Question

Consider a project to supply your church with 55,000 gallons of hand sanitizer annually for church services. You estimate that you will need an initial Gh¢4,200,000 in terms of investment to get the project started. The project will last for 5 years.
The project will bring in annual cash flows of Gh¢1,375,000. It also estimates a salvage value of Gh¢300,000 after dismantling costs.
Your cost of capital is 13 percent. Assume no taxes or depreciation.
Required:
What is the NPV of the sanitizer project? Should you pursue this project?

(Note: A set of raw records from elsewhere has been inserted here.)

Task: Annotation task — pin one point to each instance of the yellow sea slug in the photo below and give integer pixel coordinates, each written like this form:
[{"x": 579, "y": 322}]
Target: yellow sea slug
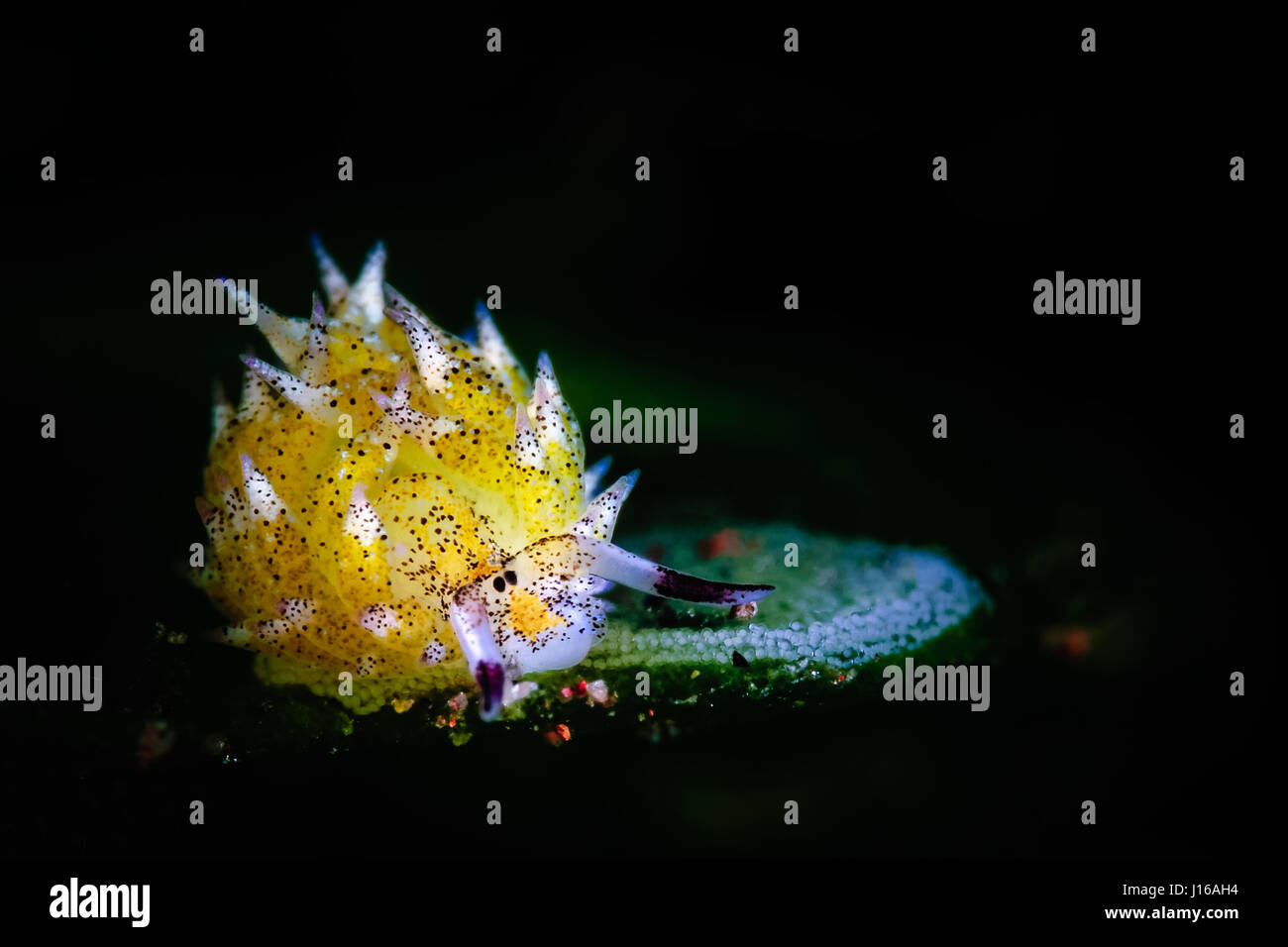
[{"x": 406, "y": 506}]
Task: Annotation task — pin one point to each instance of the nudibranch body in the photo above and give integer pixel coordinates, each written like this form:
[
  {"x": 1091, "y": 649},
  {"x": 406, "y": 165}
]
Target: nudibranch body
[{"x": 407, "y": 506}]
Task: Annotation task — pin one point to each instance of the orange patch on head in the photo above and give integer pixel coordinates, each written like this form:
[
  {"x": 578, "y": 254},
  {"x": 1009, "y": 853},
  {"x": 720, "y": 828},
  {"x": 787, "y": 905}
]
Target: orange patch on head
[{"x": 529, "y": 615}]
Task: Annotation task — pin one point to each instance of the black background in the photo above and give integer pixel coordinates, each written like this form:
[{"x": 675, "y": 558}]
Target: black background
[{"x": 767, "y": 169}]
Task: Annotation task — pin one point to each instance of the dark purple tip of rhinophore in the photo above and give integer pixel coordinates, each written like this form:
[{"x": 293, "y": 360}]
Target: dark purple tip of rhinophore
[
  {"x": 692, "y": 589},
  {"x": 490, "y": 678}
]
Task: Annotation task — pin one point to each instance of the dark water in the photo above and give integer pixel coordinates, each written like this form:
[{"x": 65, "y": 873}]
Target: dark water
[{"x": 915, "y": 299}]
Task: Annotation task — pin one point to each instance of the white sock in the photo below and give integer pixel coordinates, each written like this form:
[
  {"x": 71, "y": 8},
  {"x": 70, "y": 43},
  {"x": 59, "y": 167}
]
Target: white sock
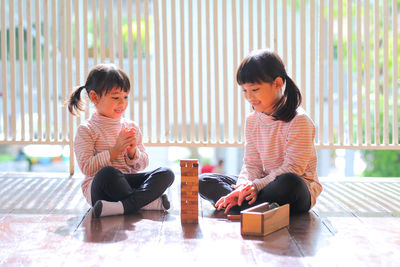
[
  {"x": 161, "y": 203},
  {"x": 107, "y": 208}
]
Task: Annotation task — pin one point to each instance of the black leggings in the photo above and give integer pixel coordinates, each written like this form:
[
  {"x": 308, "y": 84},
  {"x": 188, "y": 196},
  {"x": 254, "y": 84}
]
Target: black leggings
[
  {"x": 133, "y": 190},
  {"x": 286, "y": 188}
]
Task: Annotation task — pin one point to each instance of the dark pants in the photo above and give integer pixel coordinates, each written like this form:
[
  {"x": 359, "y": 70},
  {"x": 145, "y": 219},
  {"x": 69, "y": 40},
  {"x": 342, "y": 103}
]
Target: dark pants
[
  {"x": 286, "y": 188},
  {"x": 133, "y": 190}
]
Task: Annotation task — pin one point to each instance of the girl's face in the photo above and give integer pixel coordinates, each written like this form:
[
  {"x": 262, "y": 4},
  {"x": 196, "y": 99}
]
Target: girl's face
[
  {"x": 111, "y": 105},
  {"x": 263, "y": 96}
]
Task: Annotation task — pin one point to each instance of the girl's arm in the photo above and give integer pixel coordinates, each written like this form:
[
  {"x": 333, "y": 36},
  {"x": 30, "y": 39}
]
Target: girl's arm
[
  {"x": 140, "y": 159},
  {"x": 84, "y": 145},
  {"x": 298, "y": 152}
]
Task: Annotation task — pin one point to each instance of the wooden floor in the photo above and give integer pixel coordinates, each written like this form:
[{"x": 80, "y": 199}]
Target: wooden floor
[{"x": 45, "y": 221}]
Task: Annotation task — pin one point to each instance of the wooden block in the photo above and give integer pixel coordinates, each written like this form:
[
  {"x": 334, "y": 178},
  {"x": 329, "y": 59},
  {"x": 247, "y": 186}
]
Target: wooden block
[
  {"x": 261, "y": 220},
  {"x": 192, "y": 178},
  {"x": 189, "y": 163},
  {"x": 233, "y": 217}
]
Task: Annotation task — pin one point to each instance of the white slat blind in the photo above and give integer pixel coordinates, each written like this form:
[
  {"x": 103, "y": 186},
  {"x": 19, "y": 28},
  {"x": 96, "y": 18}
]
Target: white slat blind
[{"x": 181, "y": 57}]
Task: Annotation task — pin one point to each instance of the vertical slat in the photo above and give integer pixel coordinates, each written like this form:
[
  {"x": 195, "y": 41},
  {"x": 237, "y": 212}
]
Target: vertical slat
[
  {"x": 293, "y": 41},
  {"x": 385, "y": 73},
  {"x": 69, "y": 82},
  {"x": 139, "y": 62},
  {"x": 4, "y": 67},
  {"x": 85, "y": 41},
  {"x": 63, "y": 40},
  {"x": 208, "y": 67},
  {"x": 321, "y": 99},
  {"x": 350, "y": 72},
  {"x": 55, "y": 68},
  {"x": 275, "y": 26},
  {"x": 395, "y": 74},
  {"x": 102, "y": 37},
  {"x": 120, "y": 37},
  {"x": 312, "y": 60},
  {"x": 251, "y": 17},
  {"x": 284, "y": 30},
  {"x": 303, "y": 52},
  {"x": 241, "y": 38},
  {"x": 359, "y": 75},
  {"x": 367, "y": 75},
  {"x": 148, "y": 77},
  {"x": 46, "y": 67},
  {"x": 340, "y": 69},
  {"x": 13, "y": 87},
  {"x": 131, "y": 60},
  {"x": 77, "y": 52},
  {"x": 267, "y": 24},
  {"x": 330, "y": 74},
  {"x": 376, "y": 72},
  {"x": 192, "y": 126},
  {"x": 38, "y": 69},
  {"x": 111, "y": 30},
  {"x": 94, "y": 8},
  {"x": 174, "y": 63},
  {"x": 183, "y": 69},
  {"x": 21, "y": 67},
  {"x": 235, "y": 63},
  {"x": 216, "y": 72},
  {"x": 200, "y": 69},
  {"x": 225, "y": 67},
  {"x": 157, "y": 58}
]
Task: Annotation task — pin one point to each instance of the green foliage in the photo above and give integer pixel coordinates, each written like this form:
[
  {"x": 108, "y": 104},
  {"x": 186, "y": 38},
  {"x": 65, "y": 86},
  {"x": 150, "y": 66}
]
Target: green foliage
[{"x": 381, "y": 163}]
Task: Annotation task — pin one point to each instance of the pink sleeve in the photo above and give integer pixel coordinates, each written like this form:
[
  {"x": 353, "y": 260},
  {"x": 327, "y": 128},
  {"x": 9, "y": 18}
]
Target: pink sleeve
[
  {"x": 88, "y": 160},
  {"x": 252, "y": 165}
]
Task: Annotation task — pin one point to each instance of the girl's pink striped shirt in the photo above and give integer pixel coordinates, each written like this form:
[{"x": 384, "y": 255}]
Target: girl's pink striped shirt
[
  {"x": 93, "y": 141},
  {"x": 276, "y": 147}
]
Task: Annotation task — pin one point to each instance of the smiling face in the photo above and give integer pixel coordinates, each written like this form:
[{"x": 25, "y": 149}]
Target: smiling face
[
  {"x": 263, "y": 96},
  {"x": 111, "y": 105}
]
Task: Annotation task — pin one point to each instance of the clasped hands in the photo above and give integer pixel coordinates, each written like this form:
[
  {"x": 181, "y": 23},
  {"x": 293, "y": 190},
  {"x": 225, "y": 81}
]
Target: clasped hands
[
  {"x": 126, "y": 140},
  {"x": 242, "y": 192}
]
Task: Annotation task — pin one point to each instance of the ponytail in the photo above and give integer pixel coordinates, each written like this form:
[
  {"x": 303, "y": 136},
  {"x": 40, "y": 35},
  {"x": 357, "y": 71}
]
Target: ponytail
[
  {"x": 74, "y": 102},
  {"x": 265, "y": 66},
  {"x": 286, "y": 108}
]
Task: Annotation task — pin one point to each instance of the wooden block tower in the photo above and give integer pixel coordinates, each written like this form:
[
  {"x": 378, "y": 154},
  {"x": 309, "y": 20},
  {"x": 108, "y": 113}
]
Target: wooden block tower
[{"x": 189, "y": 190}]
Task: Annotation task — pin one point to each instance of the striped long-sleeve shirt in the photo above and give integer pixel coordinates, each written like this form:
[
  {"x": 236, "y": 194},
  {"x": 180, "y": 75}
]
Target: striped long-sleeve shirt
[
  {"x": 93, "y": 141},
  {"x": 276, "y": 147}
]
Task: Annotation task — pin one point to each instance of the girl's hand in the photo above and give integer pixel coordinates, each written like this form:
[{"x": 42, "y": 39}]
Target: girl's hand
[
  {"x": 247, "y": 192},
  {"x": 126, "y": 140}
]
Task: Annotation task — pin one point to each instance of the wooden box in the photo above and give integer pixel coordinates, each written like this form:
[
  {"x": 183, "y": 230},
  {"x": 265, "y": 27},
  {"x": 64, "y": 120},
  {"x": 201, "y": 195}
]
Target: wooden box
[
  {"x": 262, "y": 219},
  {"x": 189, "y": 190}
]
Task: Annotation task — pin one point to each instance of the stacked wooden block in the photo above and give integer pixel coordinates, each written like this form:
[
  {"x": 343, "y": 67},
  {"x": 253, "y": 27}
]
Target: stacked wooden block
[{"x": 189, "y": 190}]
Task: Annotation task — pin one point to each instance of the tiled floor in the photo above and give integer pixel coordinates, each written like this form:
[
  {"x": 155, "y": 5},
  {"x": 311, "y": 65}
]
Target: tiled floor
[{"x": 44, "y": 221}]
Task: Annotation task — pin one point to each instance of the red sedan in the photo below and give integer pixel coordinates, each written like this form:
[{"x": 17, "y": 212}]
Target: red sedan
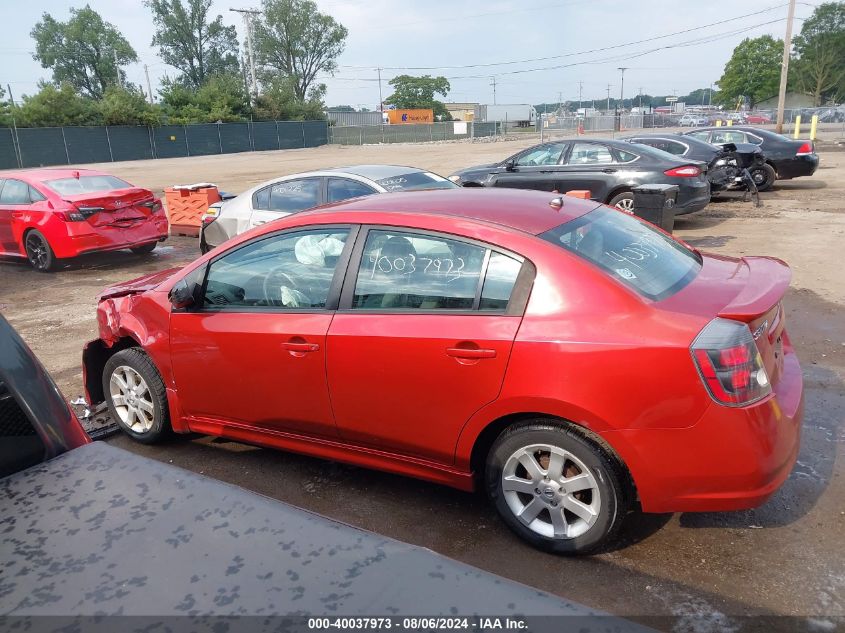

b) Suppose you believe that there is a best case scenario where initial investment could be 15% lower with salvage value and revenue being 10% higher, what would be the NPV under this scenario?
c) In the worst case scenario, you expect annual cash inflows to be 10% lower, salvage value to be 12% lower and initial investment to be 10% higher. Calculate the NPV under this worst case scenario. Would you still pursue the project?
d) You just received additional information that suggests that your base case (answer to a), best case (b) and worst case (c) scenarios have probabilities of 0.35, 0.35 and 0.30 respectively. What will be the expected NPV of the sanitizer project. What about the standard deviation of the sanitizer project? Do you think the project is still viable?

Answer 1

a). Project NPV = sum of present value of cash flows discounted at the cost of capital

= -initial investment + Present Value (PV) of annual cash flows + PV of salvage value

= -4,200,000 + (1,375,000/13%)*(1 - (1+ 13%)^-5) + 300,000/(1+13%)^5 = 799,020.97

The project can be accepted since it has a positive NPV.

b). Best case scenario:

Initial investment = 4,200,000*(1-15%) = 3,570,000

Annual cash flow = 1,375,000*(1+10%) = 1,512,500

Salvage value = 300,000*(1+10%) = 330,000

NPV = -3,570,000 + (1,512,500/13%)*(1 - (1+ 13%)^-5) + 330,000/(1+13%)^5 = 1,928,923.06

c). Worst case scenario:

Initial investment = 4,200,000*(1+10%) = 4,620,000

Annual cash flow = 1,375,000*(1-10%) = 1,237,500

Salvage value = 300,000*(1-12%) = 264,000

NPV = -4,620,000 + (1,237,500/13%)*(1 - (1+ 13%)^-5) + 264,000/(1+13%)^5 = -124,137.69

d). Expected NPV = sum of [probability of each case*NPV of that case]

Standard deviation of the NPV = [sum of [probability*(NPV - expected NPV)^2]^0.5

Expected NPV = 917,539.10

Standard deviation = 829,733.44

The project can still be accepted as expected NPV is positive. Even if expected NPV deviates by 829,733.44, it will still have a positive NPV.